Il faudra attendre 1992 et autant d’années de dialogue et de recherches pour que se produise un deuxième coup de force : présenté comme une grammaire générale de l’image, le Traité du signe visuel s’applique aussi bien aux productions artistiques qu’aux plans d’architecte ou encore à l’image scientifique. « Contrairement au domaine de la rhétorique langagière, qui possédait déjà son propre corpus, nous partions de rien pour cette rhétorique de l’image. Comment le corps humain perçoit-il une image ?  Comment l’organisme produit-il du sens ? C’est à ce moment que nous avons commencé à nous interroger sur les mécanismes de la perception et à nous intéresser aux sciences cognitives », raconte Jean-Marie Klinkenberg. Les bases d’une théorie unificatrice sont alors jetées : le sens s’élaborerait à partir de percepts élémentaires, qui intègrent et organisent les stimuli à partir de mécanismes perceptifs spécialisés. La démarche d’abstraction nous permettrait ensuite de catégoriser l’expérience, quelle que soit la nature de celle-ci. « Nous nous interrogions déjà sur les processus qui nous permettent de donner du sens à ce qu’ont voit, avec comme constat que ce sont les mêmes mécanismes perceptifs qui interviennent lorsqu’on voit un citron et un dessin de citron », explique le sémioticien, rappelant l’importance accordée dès cette époque à cette sensorialité « très rentable » sur le plan sémiotique qu’est la vision. 
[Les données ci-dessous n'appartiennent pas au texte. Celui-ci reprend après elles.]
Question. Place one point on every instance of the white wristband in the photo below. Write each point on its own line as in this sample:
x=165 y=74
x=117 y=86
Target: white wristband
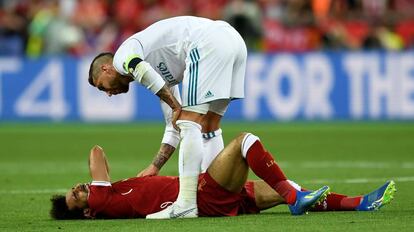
x=148 y=77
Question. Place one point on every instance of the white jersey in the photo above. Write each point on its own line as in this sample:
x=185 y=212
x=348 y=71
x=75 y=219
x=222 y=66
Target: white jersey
x=164 y=45
x=208 y=57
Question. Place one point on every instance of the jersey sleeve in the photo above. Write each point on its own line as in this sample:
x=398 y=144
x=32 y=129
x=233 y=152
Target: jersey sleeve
x=171 y=135
x=129 y=60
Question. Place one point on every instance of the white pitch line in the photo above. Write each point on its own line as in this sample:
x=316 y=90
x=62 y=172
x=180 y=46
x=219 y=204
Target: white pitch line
x=359 y=180
x=316 y=181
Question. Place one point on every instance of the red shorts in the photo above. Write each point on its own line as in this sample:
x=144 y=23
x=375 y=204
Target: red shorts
x=214 y=200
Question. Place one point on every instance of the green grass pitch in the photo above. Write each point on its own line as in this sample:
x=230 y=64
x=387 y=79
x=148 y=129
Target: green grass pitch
x=37 y=160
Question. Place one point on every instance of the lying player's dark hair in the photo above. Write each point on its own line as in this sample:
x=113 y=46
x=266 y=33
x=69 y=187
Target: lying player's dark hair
x=93 y=72
x=60 y=210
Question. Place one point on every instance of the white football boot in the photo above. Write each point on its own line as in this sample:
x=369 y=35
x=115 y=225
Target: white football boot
x=175 y=211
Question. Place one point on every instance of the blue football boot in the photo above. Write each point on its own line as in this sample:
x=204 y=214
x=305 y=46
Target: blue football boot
x=306 y=200
x=378 y=198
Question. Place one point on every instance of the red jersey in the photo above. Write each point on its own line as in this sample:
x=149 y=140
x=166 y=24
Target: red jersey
x=139 y=196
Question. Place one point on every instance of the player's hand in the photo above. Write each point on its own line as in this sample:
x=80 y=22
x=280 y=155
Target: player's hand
x=175 y=115
x=151 y=170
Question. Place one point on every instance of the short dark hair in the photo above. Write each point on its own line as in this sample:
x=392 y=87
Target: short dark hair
x=60 y=210
x=92 y=71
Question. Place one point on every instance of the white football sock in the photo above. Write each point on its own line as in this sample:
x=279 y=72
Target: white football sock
x=213 y=145
x=189 y=162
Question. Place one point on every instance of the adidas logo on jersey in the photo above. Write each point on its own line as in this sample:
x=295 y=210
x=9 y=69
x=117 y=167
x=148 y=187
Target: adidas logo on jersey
x=209 y=94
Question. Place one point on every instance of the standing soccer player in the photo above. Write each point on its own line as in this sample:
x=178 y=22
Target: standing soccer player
x=209 y=59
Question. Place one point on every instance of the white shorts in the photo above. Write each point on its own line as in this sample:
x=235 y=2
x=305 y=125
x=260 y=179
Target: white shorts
x=215 y=66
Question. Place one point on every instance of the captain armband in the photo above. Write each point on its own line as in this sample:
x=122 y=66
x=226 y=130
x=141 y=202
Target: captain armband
x=145 y=74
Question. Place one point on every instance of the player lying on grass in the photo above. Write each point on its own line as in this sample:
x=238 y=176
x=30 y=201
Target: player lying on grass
x=222 y=190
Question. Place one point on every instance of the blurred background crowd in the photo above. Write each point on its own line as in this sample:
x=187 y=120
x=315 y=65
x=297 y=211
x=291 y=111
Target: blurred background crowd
x=82 y=27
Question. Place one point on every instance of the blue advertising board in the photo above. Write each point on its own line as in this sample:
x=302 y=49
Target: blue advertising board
x=309 y=86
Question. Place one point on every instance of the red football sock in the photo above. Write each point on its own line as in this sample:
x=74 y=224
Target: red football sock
x=265 y=167
x=338 y=202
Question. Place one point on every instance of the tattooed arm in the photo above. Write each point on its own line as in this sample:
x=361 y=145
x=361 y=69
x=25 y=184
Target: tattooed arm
x=160 y=159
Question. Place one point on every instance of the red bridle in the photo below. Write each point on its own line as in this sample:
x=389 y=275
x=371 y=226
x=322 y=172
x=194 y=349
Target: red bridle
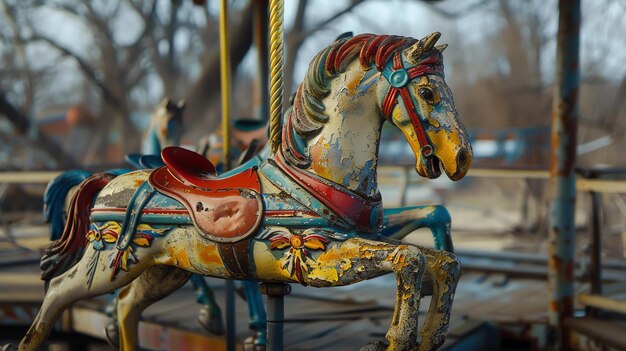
x=398 y=78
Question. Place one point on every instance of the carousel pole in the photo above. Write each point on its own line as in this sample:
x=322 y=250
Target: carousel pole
x=276 y=72
x=261 y=32
x=225 y=89
x=276 y=291
x=562 y=177
x=225 y=83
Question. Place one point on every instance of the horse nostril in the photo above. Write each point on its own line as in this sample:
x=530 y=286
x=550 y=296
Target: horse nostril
x=463 y=159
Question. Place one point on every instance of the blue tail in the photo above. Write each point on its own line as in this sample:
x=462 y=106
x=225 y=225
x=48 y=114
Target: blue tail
x=54 y=199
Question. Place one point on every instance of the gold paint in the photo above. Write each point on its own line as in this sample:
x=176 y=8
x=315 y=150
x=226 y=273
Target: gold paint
x=209 y=254
x=183 y=259
x=296 y=241
x=345 y=265
x=267 y=266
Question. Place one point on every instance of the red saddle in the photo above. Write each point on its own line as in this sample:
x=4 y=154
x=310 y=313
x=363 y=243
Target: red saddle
x=223 y=209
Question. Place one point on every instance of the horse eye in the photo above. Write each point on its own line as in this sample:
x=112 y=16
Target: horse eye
x=427 y=94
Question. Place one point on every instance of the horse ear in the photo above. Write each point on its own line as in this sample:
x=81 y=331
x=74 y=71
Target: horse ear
x=430 y=41
x=415 y=51
x=346 y=35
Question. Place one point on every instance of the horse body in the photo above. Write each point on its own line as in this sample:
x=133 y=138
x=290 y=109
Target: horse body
x=322 y=213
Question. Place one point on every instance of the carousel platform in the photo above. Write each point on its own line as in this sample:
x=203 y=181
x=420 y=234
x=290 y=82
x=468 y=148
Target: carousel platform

Suite logique de cette réflexion, Principia semiotica (1) franchit un pas supplémentaire : dans cet ouvrage, la production du sens est en effet envisagée non plus à l’échelle des œuvres artistiques ni même des symboliques humaines mais à l’aune du vivant dans son ensemble. Des phénomènes en apparence aussi divergents que l’interprétation de textes et la communication animale y sont considérés comme reposant sur une série des mécanismes communs – essentiellement le contraste et le regroupementqui prennent naissance dans l’expérience sensorielle d’un sujet. « Le vers de terre meurt s’il est exposé à la lumière. Or si vous l’y exposez, il va tenter de rentrer dans le sol : est-ce que cela veut dire qu’il est conscient ? Non. Mais le vers de terre est néanmoins en possession du minimum de ce qu’est un langage, c’est-à-dire un plan d’expression et de contenu. Sur le plan de l’expression, on trouve ici l’opposition clair/sombre, qui existe parce qu’il y a chez le vers de terre des capteurs qui lui permettent de la manipuler, de la gérer et de l’exagérer. Sur le plan du contenu, on trouve l’opposition correspondante vie/mort. Le fonctionnement du vers de terre repose donc sur des informations organisées selon un système d’oppositions binaires. Et c’est un système de sens qui lui permet de survivre. Bien sûr, c’est une grammaire extrêmement simple, que le vers de terre n’est pas capable de décrire, contrairement à nous. Néanmoins, à bien y réfléchir, peu de gens sont capables de dire comment fonctionne leur langue. Et s’ils le peuvent, c’est parce qu’on leur a appris à l’école ce qu’était un complément d’objet direct », poursuit Jean-Marie Klinkenberg. 

(1) Principia semiotica. Aux sources du sens. Groupe µ, Bruxelles, Aux Impressions nouvelles, 2015.